Last week’s Friday Night Lights was quite good. This week’s Friday Night Lights was amazing. The show is able to create a vividly real and heartbreaking image of small-town life in the south. Though I feel “small-town” is a bit of a misnomer. The town represented in the series isn’t really all that rural. It’s big enough to have its own television media, commercial chains (Applebees), even a Planned Parenthood. Perhaps “small-city” would fit better. Either way, what the area doesn’t have is much in the way of opportunity. Unless, of course, you play or coach football, or you have a son or friend or boyfriend or husband who plays or coaches football.
The shaky camerawork and washed out colors give Friday Night Lights an aura of sadness — a sense that there’s only one way out of this town: football. The Wire suggests the only way out of the inner city is through either playing ball, rap, or dealing (though really neither). Friday Night Lights paints small-town USA as the inner city of the American South, a location where poor whites and poor blacks are stuck together, with the only way to a better life being right through the end-zone. Still, Friday Night Lights doesn’t seem to have the unrelenting cynicism that The Wire has, which frankly, is kind of nice.
The greatest moment in the series thus far has been a line delivered by a cheerleader at the bedside of her recently paralyzed star-QB boyfriend:
“You are Jason Street and I am Lila Garity and everything is going to work out just like we planned it.”

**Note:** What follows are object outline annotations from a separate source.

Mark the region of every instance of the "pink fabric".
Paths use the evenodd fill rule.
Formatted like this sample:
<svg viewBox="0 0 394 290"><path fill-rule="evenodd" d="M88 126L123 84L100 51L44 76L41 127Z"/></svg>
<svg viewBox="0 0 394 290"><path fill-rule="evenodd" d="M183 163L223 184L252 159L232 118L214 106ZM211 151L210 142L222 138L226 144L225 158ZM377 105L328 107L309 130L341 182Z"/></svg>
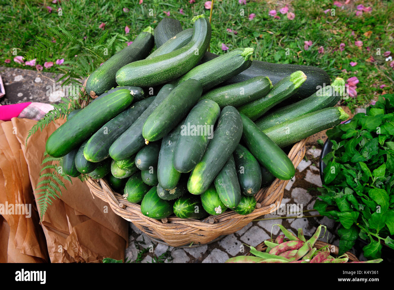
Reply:
<svg viewBox="0 0 394 290"><path fill-rule="evenodd" d="M20 112L31 103L31 102L28 102L0 106L0 120L11 121L11 118L19 116Z"/></svg>

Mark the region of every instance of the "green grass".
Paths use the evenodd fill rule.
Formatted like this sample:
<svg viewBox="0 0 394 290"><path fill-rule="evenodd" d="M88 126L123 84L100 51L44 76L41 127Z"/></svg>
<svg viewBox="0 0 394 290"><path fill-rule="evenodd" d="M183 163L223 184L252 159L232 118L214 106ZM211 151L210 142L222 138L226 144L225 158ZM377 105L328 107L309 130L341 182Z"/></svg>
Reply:
<svg viewBox="0 0 394 290"><path fill-rule="evenodd" d="M342 1L344 2L344 1ZM106 1L69 1L63 0L60 4L51 1L15 1L0 0L0 30L2 39L0 44L0 64L7 66L20 67L13 61L13 49L17 48L18 55L24 55L34 45L36 36L45 36L47 26L59 26L66 28L76 37L82 39L86 37L87 44L92 45L97 41L104 31L98 28L104 22L105 30L108 35L119 34L117 41L119 49L126 45L125 42L134 39L143 28L148 26L154 28L166 15L164 11L169 11L170 17L180 21L184 29L191 27L190 19L193 16L204 13L209 16L209 11L204 9L204 1L196 0L190 4L186 0L145 0L142 5L138 0ZM247 0L247 5L240 4L238 0L216 1L212 20L212 36L210 51L223 53L221 44L224 43L232 50L239 47L251 47L255 49L254 59L271 62L310 65L318 66L325 70L332 80L336 77L343 77L345 80L356 76L360 80L357 89L358 95L344 101L344 104L351 109L365 107L385 91L394 92L394 70L389 65L390 62L385 61L383 53L390 49L394 58L393 49L394 37L394 4L392 1L360 1L341 9L333 5L329 0L298 0L289 2L290 11L296 17L289 20L279 9L283 6L284 1ZM278 4L277 3L282 3ZM356 17L356 5L363 4L371 6L370 13L364 13ZM49 13L46 6L52 8ZM62 9L62 15L56 12ZM129 9L128 13L123 11ZM184 15L179 13L183 8ZM335 15L323 10L335 8ZM149 9L152 9L153 15L149 16ZM240 9L244 9L244 16L240 15ZM268 11L275 9L280 19L274 19ZM250 21L250 13L256 17ZM125 27L127 25L130 32L125 34ZM238 32L238 34L229 33L226 28ZM354 31L355 35L351 35ZM372 34L368 38L364 34ZM313 45L307 50L304 49L304 41L311 41ZM361 48L354 42L361 40ZM338 49L341 43L346 44L345 49ZM324 48L325 52L320 54L319 47ZM370 48L370 51L366 47ZM43 62L53 61L65 57L67 47L62 48L54 55L47 56L47 59L37 60L41 65ZM376 55L379 48L381 55ZM335 50L337 51L335 51ZM289 53L286 54L286 51ZM366 61L371 56L375 60L374 63ZM6 59L11 60L9 64L5 64ZM350 66L350 62L358 64ZM26 68L35 69L31 67ZM56 65L44 71L58 72ZM342 70L346 69L347 72ZM386 86L379 88L382 84Z"/></svg>

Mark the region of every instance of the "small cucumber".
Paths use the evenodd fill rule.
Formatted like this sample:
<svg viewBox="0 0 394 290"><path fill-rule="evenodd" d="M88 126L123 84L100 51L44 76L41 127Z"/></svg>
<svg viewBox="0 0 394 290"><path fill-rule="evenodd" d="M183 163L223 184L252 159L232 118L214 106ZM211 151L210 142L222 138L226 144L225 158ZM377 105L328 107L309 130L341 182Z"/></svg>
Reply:
<svg viewBox="0 0 394 290"><path fill-rule="evenodd" d="M222 202L229 208L234 208L240 202L241 194L232 155L215 178L214 183Z"/></svg>

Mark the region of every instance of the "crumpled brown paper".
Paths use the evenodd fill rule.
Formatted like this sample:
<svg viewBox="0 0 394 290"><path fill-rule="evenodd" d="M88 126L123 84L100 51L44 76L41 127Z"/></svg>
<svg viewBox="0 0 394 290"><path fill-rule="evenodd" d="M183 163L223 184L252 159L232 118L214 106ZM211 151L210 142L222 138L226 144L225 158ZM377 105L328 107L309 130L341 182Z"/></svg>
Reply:
<svg viewBox="0 0 394 290"><path fill-rule="evenodd" d="M31 194L28 195L31 196L31 200L34 198L31 194L31 187L35 188L39 181L41 163L46 140L52 132L64 123L64 120L57 120L56 123L51 123L42 132L39 130L29 138L27 146L25 147L25 140L28 131L35 122L27 119L13 118L9 122L0 124L2 127L5 127L4 132L8 132L3 135L0 132L0 143L9 144L7 150L4 150L2 147L4 146L2 146L0 150L5 152L4 153L5 155L14 156L15 159L17 159L15 156L17 156L21 161L26 160L24 168L21 165L19 167L17 165L17 163L15 165L13 164L15 161L11 162L9 161L7 162L3 162L2 159L2 161L0 162L0 187L4 184L4 187L7 188L7 192L10 193L9 195L18 196L17 193L19 192L15 187L23 187L23 184L28 187L31 183ZM14 134L12 134L12 130L14 130ZM8 140L8 138L4 139L5 135L8 137L10 134L14 137L12 142ZM15 155L18 152L19 155ZM22 161L19 162L23 163ZM18 172L19 175L13 173L16 171L15 169L13 170L10 170L19 167L20 171ZM10 181L7 182L3 180L3 176L7 176L7 180L13 180L11 181L14 183L13 187L9 185ZM20 179L21 176L25 179L24 183ZM127 222L115 214L108 204L98 198L93 198L85 183L82 182L76 178L72 178L72 185L68 181L65 181L67 190L62 188L63 195L48 206L42 221L42 230L43 231L47 247L47 254L49 255L50 261L52 262L98 262L104 257L123 259L125 249L128 240ZM0 194L0 203L3 202L4 197ZM6 197L9 198L8 195ZM9 201L9 203L10 202ZM34 203L34 201L32 202ZM37 215L36 213L35 215ZM12 216L13 217L11 219L17 218L14 216ZM8 262L11 262L9 260L10 242L13 243L15 239L11 236L11 233L13 231L17 232L17 230L19 227L19 224L11 221L12 222L7 223L9 225L9 229L8 230L10 234L4 235L9 236L8 239ZM4 225L4 221L2 223L0 217L0 233L6 234L7 229ZM28 228L27 230L27 233L26 234L29 236L33 232L35 228L37 229L37 227L41 227L38 221L28 221L28 223L32 224L33 226L32 228ZM39 229L41 230L41 228ZM23 232L26 233L26 231ZM0 236L3 236L1 234ZM0 238L1 243L0 249L4 247L5 242L2 239ZM24 242L24 244L28 245L28 248L32 247L33 245L36 247L37 245L42 247L45 243L45 241L43 242L39 241L38 239L36 241L33 242L32 240L26 241L25 239ZM39 248L41 248L39 247ZM19 249L16 245L15 248ZM2 252L0 251L0 261L4 258ZM41 256L43 255L33 256L46 260Z"/></svg>

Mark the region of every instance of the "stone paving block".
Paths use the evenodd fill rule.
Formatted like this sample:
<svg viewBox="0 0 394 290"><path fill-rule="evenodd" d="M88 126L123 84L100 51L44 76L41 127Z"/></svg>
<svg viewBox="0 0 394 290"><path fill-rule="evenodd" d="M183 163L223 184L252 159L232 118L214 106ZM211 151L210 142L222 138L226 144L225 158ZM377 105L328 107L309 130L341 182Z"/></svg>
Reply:
<svg viewBox="0 0 394 290"><path fill-rule="evenodd" d="M204 259L203 263L224 263L229 258L225 252L218 249L214 249Z"/></svg>
<svg viewBox="0 0 394 290"><path fill-rule="evenodd" d="M206 245L203 245L199 247L195 247L194 248L185 248L183 249L186 251L189 254L191 255L196 259L199 259L201 258L203 254L206 252L208 249L208 246Z"/></svg>

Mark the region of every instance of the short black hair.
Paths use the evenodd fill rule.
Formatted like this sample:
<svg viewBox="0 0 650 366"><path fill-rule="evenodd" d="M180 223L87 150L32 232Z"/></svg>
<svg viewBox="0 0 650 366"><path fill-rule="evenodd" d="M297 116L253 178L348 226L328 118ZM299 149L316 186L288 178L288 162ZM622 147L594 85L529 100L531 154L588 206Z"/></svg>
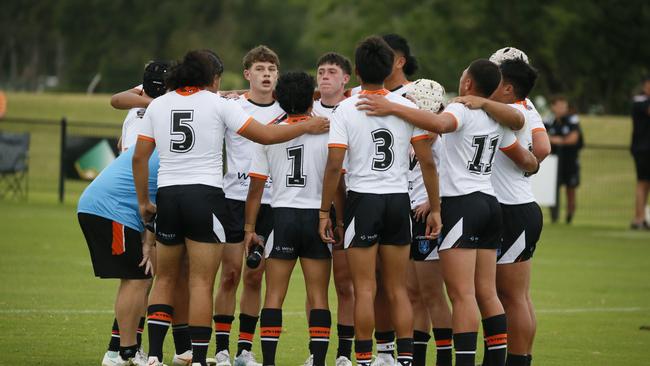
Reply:
<svg viewBox="0 0 650 366"><path fill-rule="evenodd" d="M316 80L304 71L280 75L275 86L275 98L288 114L305 114L314 103Z"/></svg>
<svg viewBox="0 0 650 366"><path fill-rule="evenodd" d="M211 85L222 73L223 62L216 53L194 50L186 53L183 61L171 68L165 84L171 90L185 86L204 87Z"/></svg>
<svg viewBox="0 0 650 366"><path fill-rule="evenodd" d="M467 68L467 74L476 84L476 91L486 98L494 93L501 82L499 66L484 58L472 61Z"/></svg>
<svg viewBox="0 0 650 366"><path fill-rule="evenodd" d="M418 71L418 60L411 54L411 47L409 46L406 38L395 33L386 34L381 38L383 38L384 41L388 43L393 51L400 52L402 55L404 55L404 58L406 59L406 63L402 68L404 75L411 76L415 74L416 71Z"/></svg>
<svg viewBox="0 0 650 366"><path fill-rule="evenodd" d="M318 59L316 67L320 67L321 65L325 64L336 65L340 67L341 70L343 70L344 74L352 75L352 64L350 63L350 60L348 60L347 57L341 55L340 53L328 52L324 54Z"/></svg>
<svg viewBox="0 0 650 366"><path fill-rule="evenodd" d="M499 65L501 78L511 84L517 99L525 99L535 86L537 70L521 59L506 60Z"/></svg>
<svg viewBox="0 0 650 366"><path fill-rule="evenodd" d="M382 84L393 70L394 53L381 37L372 36L354 51L357 73L364 83Z"/></svg>

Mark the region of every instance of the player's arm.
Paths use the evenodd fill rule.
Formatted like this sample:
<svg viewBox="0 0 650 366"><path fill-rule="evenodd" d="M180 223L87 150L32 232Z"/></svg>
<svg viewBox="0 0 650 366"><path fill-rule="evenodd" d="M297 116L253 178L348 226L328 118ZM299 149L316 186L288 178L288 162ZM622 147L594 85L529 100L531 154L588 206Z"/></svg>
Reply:
<svg viewBox="0 0 650 366"><path fill-rule="evenodd" d="M259 243L257 235L255 235L255 224L257 223L257 214L260 211L260 203L262 202L267 177L255 173L249 173L248 176L250 185L248 186L244 214L244 248L250 251L251 246Z"/></svg>
<svg viewBox="0 0 650 366"><path fill-rule="evenodd" d="M341 180L341 167L345 158L345 149L344 147L330 147L327 154L327 165L325 166L325 176L323 177L323 194L321 195L320 212L318 213L318 218L320 219L318 232L325 243L335 242L329 215L332 201L334 201L334 196Z"/></svg>
<svg viewBox="0 0 650 366"><path fill-rule="evenodd" d="M436 238L440 235L442 229L442 220L440 218L440 189L438 183L438 170L433 160L431 152L431 139L420 139L412 141L413 151L420 163L422 170L422 180L424 188L427 190L429 197L430 211L427 217L426 236Z"/></svg>
<svg viewBox="0 0 650 366"><path fill-rule="evenodd" d="M511 106L476 95L454 98L453 102L462 103L469 109L483 109L495 121L513 131L521 130L526 122L523 113Z"/></svg>
<svg viewBox="0 0 650 366"><path fill-rule="evenodd" d="M539 170L539 162L535 155L516 140L512 145L501 148L501 151L526 173L537 173Z"/></svg>
<svg viewBox="0 0 650 366"><path fill-rule="evenodd" d="M156 213L156 206L149 198L149 158L155 147L156 143L152 138L138 136L133 152L133 182L138 196L140 216L144 222L151 221Z"/></svg>
<svg viewBox="0 0 650 366"><path fill-rule="evenodd" d="M113 94L111 106L115 109L147 108L153 98L145 94L144 90L132 88Z"/></svg>
<svg viewBox="0 0 650 366"><path fill-rule="evenodd" d="M327 131L329 131L329 120L324 117L312 117L292 125L265 125L251 118L237 133L262 145L271 145L289 141L306 133L318 135Z"/></svg>
<svg viewBox="0 0 650 366"><path fill-rule="evenodd" d="M435 114L411 108L403 104L393 103L381 95L359 95L357 109L365 111L369 116L394 115L415 127L438 134L453 132L457 127L456 118L448 113Z"/></svg>

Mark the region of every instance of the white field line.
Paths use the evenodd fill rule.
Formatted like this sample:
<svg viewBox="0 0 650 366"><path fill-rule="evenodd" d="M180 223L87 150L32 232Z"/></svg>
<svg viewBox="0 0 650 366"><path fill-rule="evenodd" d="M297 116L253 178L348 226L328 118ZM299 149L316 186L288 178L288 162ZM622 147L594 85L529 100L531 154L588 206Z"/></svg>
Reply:
<svg viewBox="0 0 650 366"><path fill-rule="evenodd" d="M574 313L634 313L650 311L642 307L618 308L566 308L566 309L535 309L537 314L574 314ZM283 311L288 316L305 316L304 311ZM113 310L79 310L79 309L0 309L0 314L52 314L52 315L99 315L113 314Z"/></svg>

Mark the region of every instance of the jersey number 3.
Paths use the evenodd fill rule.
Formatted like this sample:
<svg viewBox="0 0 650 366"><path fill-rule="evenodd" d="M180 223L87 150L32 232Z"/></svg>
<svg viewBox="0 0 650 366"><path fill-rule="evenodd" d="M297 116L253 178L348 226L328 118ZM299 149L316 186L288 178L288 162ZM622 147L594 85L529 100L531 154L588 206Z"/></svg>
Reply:
<svg viewBox="0 0 650 366"><path fill-rule="evenodd" d="M491 174L492 162L494 161L494 153L499 144L499 137L492 137L488 141L489 136L474 136L472 138L472 146L474 146L474 158L467 163L467 169L474 174ZM489 142L489 153L485 154L485 145ZM487 156L487 162L484 159Z"/></svg>
<svg viewBox="0 0 650 366"><path fill-rule="evenodd" d="M194 129L190 122L194 120L194 111L172 111L172 125L169 133L176 137L170 141L169 150L178 153L184 153L192 150L194 147Z"/></svg>
<svg viewBox="0 0 650 366"><path fill-rule="evenodd" d="M393 165L393 134L380 128L372 131L372 141L375 142L375 156L372 158L372 170L385 171Z"/></svg>
<svg viewBox="0 0 650 366"><path fill-rule="evenodd" d="M307 182L302 168L304 151L304 145L287 148L287 159L291 161L291 174L287 174L287 187L304 187Z"/></svg>

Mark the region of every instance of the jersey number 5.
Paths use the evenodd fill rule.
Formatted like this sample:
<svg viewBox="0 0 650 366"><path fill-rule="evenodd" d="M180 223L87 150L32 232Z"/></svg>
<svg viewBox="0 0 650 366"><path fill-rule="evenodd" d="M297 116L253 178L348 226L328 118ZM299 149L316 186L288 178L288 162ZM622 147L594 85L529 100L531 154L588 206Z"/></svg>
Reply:
<svg viewBox="0 0 650 366"><path fill-rule="evenodd" d="M304 151L304 145L287 148L287 159L291 161L291 174L287 174L287 187L304 187L307 182L302 168Z"/></svg>
<svg viewBox="0 0 650 366"><path fill-rule="evenodd" d="M372 170L385 171L393 165L393 134L380 128L372 131L372 141L375 142L375 158L372 158Z"/></svg>
<svg viewBox="0 0 650 366"><path fill-rule="evenodd" d="M190 122L194 120L194 111L172 111L172 125L169 133L172 136L180 136L180 139L171 140L169 150L184 153L194 147L194 129Z"/></svg>
<svg viewBox="0 0 650 366"><path fill-rule="evenodd" d="M474 174L491 174L492 162L494 161L494 153L499 144L499 137L495 136L489 140L489 153L487 161L484 159L485 144L488 143L489 136L474 136L472 138L472 146L474 146L474 158L467 163L467 169Z"/></svg>

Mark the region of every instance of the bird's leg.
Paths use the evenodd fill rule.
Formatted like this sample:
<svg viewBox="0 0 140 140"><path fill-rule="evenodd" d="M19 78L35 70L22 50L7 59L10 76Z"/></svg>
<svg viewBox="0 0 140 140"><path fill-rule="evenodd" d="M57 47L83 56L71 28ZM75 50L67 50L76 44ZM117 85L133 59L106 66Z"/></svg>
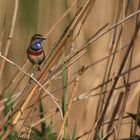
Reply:
<svg viewBox="0 0 140 140"><path fill-rule="evenodd" d="M33 65L33 70L32 70L31 76L34 77L35 73L36 73L36 65ZM32 82L32 78L30 77L29 83L31 84L31 82Z"/></svg>
<svg viewBox="0 0 140 140"><path fill-rule="evenodd" d="M38 71L41 71L40 65L38 65L37 70L38 70Z"/></svg>

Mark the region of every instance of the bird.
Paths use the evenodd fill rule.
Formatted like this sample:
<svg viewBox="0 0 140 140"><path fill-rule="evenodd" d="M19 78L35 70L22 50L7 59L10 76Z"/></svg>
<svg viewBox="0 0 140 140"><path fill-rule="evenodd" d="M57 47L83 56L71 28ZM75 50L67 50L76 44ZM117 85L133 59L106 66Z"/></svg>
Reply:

The way the line is delivered, you can tell Lila almost believes what she says.

October 11th, 2006 at 7:25 pm
I love that they are still using Explosions in the Sky for their soundtrack.
October 11th, 2006 at 9:37 pm
i thought i wouldn’t like this show, because i’m not a big football fan (especially now that it’s on t.v. seven or eight nights a week). i was wrong. it’s great. the most surprising thing, based solely on its general subject matter?: the strong female characters…. i just realized it’s kinda like the sopranos in that way.